Secretary of State Marco Rubio is moving to overhaul how the United States delivers foreign aid, shifting billions of dollars away from what he has called the costly and inefficient "NGO industrial complex."
Instead, Rubio is highlighting a new model of directing funds to partner governments aligned with President Donald Trump's America First agenda.
Rubio argued that for decades, billions in U.S. foreign aid — particularly in global health — has been funneled through layers of nongovernmental organizations that absorb large portions of taxpayer dollars to cover overhead and administrative costs, while delivering limited results.
"What we learned over time is that oftentimes what would happen is we would go to a country and say, 'We're going to help you,' and then we'd drive over to Northern Virginia, find an NGO, give them all the money, and tell them to run that country's healthcare program," he said last month.
According to Rubio, by the time funds passed through the NGO layers, only a fraction ever reached patients.
"That NGO would then take some percentage of that money for overhead and administrative costs," he said.

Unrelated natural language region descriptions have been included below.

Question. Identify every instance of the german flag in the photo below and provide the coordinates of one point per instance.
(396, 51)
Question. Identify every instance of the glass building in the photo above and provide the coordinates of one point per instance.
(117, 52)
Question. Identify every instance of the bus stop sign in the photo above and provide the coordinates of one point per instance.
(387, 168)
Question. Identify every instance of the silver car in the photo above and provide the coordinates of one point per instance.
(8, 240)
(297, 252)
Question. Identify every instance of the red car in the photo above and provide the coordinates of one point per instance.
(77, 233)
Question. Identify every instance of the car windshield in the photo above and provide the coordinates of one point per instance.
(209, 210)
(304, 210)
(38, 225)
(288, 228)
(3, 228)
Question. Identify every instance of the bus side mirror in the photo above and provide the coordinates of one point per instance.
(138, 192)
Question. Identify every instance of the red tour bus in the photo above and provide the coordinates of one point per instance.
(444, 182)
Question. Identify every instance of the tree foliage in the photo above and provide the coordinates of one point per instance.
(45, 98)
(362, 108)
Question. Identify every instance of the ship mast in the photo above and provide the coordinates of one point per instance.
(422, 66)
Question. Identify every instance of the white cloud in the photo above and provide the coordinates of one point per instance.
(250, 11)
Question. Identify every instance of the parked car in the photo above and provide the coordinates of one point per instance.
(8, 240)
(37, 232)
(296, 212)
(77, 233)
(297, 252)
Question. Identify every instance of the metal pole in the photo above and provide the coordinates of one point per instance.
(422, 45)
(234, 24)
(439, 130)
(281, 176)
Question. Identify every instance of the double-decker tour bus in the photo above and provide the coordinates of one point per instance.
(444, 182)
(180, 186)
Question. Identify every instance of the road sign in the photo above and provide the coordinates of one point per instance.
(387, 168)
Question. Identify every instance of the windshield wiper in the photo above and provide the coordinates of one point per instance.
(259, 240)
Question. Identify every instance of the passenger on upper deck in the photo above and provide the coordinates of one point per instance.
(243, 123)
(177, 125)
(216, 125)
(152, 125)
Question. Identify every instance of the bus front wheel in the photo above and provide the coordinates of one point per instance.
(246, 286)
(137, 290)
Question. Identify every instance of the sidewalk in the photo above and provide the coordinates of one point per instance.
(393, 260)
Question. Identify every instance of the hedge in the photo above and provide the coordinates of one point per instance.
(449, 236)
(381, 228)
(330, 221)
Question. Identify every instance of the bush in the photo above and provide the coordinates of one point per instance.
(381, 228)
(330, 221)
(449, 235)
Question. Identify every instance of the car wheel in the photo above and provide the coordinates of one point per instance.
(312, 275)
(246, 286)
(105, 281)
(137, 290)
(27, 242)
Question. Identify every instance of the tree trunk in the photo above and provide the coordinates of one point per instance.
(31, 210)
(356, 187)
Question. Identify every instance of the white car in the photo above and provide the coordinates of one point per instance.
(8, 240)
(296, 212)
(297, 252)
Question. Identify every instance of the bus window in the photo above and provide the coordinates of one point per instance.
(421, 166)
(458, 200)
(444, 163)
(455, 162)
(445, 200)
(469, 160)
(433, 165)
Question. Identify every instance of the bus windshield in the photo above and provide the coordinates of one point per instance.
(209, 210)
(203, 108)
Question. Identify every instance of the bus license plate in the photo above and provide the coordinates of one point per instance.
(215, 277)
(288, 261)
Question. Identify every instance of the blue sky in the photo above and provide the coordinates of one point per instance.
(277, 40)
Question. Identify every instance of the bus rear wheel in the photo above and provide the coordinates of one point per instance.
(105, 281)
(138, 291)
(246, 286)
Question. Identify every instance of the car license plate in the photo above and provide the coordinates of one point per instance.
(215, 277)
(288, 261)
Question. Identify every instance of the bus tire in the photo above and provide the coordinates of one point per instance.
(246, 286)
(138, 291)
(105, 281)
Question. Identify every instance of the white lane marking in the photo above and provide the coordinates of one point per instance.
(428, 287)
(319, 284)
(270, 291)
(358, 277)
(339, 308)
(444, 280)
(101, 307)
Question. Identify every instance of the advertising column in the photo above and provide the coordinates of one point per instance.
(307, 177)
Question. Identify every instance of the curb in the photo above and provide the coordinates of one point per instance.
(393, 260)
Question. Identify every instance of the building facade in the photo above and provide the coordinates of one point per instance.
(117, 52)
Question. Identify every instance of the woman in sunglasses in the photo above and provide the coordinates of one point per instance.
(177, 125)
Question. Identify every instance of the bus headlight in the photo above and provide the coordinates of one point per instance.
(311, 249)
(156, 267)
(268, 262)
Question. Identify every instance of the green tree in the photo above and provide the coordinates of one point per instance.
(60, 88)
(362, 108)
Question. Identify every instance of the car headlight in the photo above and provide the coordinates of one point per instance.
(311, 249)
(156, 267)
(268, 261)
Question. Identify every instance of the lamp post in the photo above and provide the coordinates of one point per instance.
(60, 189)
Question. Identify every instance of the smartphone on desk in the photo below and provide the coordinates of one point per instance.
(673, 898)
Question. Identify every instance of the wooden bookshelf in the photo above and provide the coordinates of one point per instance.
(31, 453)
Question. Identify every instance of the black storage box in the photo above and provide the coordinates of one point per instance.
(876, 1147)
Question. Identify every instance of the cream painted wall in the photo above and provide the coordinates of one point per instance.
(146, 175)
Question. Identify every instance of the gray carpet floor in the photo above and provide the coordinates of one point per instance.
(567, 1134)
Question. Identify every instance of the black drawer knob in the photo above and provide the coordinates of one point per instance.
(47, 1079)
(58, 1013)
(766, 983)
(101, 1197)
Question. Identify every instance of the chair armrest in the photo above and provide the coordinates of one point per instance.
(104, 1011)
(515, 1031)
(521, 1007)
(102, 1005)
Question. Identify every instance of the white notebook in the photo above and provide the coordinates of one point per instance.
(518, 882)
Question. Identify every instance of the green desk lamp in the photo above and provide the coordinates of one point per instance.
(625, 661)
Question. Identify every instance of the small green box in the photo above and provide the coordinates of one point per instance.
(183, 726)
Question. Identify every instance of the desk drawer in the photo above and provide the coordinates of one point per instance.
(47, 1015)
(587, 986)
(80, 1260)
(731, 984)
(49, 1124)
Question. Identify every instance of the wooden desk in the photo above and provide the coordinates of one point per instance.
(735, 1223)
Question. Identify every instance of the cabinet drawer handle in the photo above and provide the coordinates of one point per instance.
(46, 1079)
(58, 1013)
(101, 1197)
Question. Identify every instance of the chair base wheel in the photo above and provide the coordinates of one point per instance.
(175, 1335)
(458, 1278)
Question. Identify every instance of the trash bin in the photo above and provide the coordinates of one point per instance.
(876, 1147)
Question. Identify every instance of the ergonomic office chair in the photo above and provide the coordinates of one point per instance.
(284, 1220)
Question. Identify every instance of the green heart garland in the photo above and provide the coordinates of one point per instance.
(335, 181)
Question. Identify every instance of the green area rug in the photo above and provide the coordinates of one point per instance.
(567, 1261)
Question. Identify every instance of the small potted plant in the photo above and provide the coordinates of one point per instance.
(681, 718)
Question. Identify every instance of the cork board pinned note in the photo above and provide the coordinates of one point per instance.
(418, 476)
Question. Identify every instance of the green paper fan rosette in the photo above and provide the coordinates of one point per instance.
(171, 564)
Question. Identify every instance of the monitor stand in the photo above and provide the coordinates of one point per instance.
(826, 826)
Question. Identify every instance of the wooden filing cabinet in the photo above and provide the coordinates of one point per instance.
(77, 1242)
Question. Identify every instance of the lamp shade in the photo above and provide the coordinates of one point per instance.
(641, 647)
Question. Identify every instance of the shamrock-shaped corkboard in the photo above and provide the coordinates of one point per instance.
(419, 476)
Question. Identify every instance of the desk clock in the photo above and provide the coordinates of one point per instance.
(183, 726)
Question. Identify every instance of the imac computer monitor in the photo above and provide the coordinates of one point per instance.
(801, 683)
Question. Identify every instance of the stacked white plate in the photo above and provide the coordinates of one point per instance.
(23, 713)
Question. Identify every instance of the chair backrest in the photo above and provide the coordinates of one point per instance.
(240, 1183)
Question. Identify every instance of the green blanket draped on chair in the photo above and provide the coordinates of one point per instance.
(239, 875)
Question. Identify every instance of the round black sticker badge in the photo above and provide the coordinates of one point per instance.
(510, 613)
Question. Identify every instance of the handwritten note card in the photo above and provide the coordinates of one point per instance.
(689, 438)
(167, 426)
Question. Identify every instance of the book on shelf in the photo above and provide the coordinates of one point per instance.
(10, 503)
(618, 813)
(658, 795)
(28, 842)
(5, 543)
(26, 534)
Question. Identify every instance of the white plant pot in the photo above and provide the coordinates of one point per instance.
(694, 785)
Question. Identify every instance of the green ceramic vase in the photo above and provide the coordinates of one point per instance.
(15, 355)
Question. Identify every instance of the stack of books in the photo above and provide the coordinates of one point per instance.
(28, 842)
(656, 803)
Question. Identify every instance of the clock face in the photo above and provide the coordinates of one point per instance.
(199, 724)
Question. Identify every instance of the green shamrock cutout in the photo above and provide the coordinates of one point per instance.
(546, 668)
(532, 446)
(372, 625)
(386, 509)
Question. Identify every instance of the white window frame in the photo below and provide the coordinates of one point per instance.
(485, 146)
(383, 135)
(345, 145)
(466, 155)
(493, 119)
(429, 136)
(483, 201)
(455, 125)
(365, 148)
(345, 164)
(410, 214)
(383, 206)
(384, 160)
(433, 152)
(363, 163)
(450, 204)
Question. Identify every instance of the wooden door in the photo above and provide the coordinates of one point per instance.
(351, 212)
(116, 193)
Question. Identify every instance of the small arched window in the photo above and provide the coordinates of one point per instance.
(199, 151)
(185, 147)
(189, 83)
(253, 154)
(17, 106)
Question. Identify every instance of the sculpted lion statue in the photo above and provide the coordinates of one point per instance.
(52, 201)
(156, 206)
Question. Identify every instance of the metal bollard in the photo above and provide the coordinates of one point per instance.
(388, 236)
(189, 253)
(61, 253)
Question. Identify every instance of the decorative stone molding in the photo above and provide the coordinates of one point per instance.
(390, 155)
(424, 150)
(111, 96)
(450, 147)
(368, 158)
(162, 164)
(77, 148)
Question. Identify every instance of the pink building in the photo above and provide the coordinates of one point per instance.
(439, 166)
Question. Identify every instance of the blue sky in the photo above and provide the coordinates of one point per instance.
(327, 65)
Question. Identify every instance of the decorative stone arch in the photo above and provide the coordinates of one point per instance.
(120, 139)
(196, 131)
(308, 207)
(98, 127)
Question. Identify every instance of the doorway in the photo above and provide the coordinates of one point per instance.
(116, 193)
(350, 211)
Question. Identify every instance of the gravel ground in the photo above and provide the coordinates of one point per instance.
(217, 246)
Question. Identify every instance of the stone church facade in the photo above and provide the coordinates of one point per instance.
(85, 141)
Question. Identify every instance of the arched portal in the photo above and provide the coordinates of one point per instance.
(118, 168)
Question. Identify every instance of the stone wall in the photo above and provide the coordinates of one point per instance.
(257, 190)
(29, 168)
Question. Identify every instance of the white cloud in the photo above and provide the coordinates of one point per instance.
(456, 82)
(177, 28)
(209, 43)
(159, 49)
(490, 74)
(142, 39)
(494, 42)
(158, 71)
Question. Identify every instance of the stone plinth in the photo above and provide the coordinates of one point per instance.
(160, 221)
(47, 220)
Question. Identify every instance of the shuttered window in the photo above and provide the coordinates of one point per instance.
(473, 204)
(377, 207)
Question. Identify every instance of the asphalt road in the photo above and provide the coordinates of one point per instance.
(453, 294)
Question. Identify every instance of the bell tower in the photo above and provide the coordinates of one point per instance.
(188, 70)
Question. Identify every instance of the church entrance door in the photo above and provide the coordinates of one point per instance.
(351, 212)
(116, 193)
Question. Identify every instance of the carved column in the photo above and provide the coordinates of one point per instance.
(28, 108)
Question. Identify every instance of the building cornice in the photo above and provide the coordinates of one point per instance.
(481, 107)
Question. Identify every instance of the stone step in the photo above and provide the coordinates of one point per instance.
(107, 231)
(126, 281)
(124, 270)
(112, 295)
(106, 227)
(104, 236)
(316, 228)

"By the time it got down to it, only a percentage of the overall money ever actually reached the people we were trying to help. This makes no sense."
Rubio unveiled the new approach on Dec. 4 with a five-year, $2.5 billion agreement with Kenya, marking the first major example of the administration's new foreign aid model. Under the deal, aid funds will be delivered directly to the Kenyan government rather than through U.S.-based or international NGOs.
"That is the model that we are breaking," Rubio said. "We are not doing this anymore. We are not going to spend billions of dollars funding the NGO industrial complex while close and important partners like Kenya either have no role to play or are sidelined."
As part of the agreement, Kenya has committed to increasing its own healthcare spending by $850 million over the next five years, reinforcing Rubio's emphasis on accountability and shared responsibility.
"So why are we hiring American and international NGOs to go into other countries and run healthcare systems that are parallel and sometimes in conflict with the host country's systems?" he said.